South Korea FSC Abolishes Financial Institutions' Debt Limitation Extension Loophole

South Korea's Financial Services Commission announced on the 15th the pursuit of an amendment to the Special Act on Promotion of Litigation that would abolish special provisions allowing financial institutions to extend the statute of limitations on debts through public notification of payment orders without debtor knowledge. The move addresses criticism that banks, specialized credit finance companies, and securitization companies have been exploiting the system to repeatedly file payment orders on long-term delinquent debts with low repayment probability, extending limitation periods while debtors remain unaware and face prolonged collection pressure. The special provisions were introduced through a 2014 amendment to allow exceptional public notification for certain financial institutions, despite payment order procedures normally prohibiting such notification due to their simplified nature that allows creditors to secure enforcement rights without court appearance.

Financial Institutions Exploited 2014 Special Provisions for Repeated Limitation Extensions

Payment order procedures are simplified processes that allow creditors to secure enforcement rights without appearing in court. Public notification is normally not permitted in such procedures due to their characteristics, but the 2014 amendment to the Special Act created exceptions for banks, specialized credit finance companies, and securitization companies. Financial institutions have been utilizing this system to repeatedly apply for payment orders even on long-term delinquent debts with low repayment prospects, resulting in statute of limitations extensions occurring without debtor awareness and prolonged collection burdens continuing over extended periods.

FSC to Implement Amended Loss Recognition Rules in September

Under the new system, financial institutions will no longer be able to file payment orders for statute of limitations extension purposes using the public notification special provisions. The principle for managing long-term delinquent debts will shift to "statute completion in principle, limitation extension as exception." The FSC plans to amend the Financial Institution Credit Loss Recognition Business Rules and implement the changes in September to reform the practice of financial institutions repeatedly extending limitation periods even on written-off debts recognized as losses under tax law. Once the amendment takes effect, financial institutions will only be able to receive loss recognition and tax benefits on the condition that they allow the statute of limitations to expire at the first due date for individual financial claims. This approach aims to prevent repetitive and mechanical limitation extension practices and encourage active resolution of long-term delinquent debts that are difficult to recover.

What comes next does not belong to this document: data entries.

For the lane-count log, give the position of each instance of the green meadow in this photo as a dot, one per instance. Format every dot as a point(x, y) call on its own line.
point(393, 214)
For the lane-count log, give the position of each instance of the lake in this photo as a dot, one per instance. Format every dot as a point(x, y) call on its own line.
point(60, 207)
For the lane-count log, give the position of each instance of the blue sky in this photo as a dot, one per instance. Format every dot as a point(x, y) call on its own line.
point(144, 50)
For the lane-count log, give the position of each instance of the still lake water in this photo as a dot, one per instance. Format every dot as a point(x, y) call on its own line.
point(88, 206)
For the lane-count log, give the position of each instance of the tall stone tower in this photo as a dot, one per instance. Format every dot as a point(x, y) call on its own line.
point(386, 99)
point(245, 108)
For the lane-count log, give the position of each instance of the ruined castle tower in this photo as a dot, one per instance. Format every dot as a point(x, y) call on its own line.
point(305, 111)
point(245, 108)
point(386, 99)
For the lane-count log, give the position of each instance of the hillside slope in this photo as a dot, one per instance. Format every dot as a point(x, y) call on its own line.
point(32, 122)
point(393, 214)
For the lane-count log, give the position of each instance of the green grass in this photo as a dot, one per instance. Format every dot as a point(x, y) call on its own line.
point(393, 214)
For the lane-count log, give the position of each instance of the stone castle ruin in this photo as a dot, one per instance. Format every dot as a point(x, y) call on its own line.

FSC Chairman Lee Eok-won Expects End to Mechanical Limitation Extension Practice

FSC Chairman Lee Eok-won stated, "Through this system improvement, we expect the flawed practice of mechanically filing payment orders for statute of limitations extension purposes and conducting long-term collection even against debtors with minimal repayment capacity will be reformed."

FAQ

What did South Korea's Financial Services Commission announce on the 15th regarding debt collection?

The FSC announced the pursuit of an amendment to abolish special provisions that allowed financial institutions to extend the statute of limitations on debts through public notification of payment orders without debtor knowledge, addressing criticism of the practice that has enabled prolonged collection pressure on long-term delinquent debts.

When will the new Financial Institution Credit Loss Recognition rules take effect?

The FSC plans to implement the amended Financial Institution Credit Loss Recognition Business Rules in September, requiring financial institutions to allow statute of limitations to expire at the first due date for individual financial claims as a condition for receiving loss recognition and tax benefits.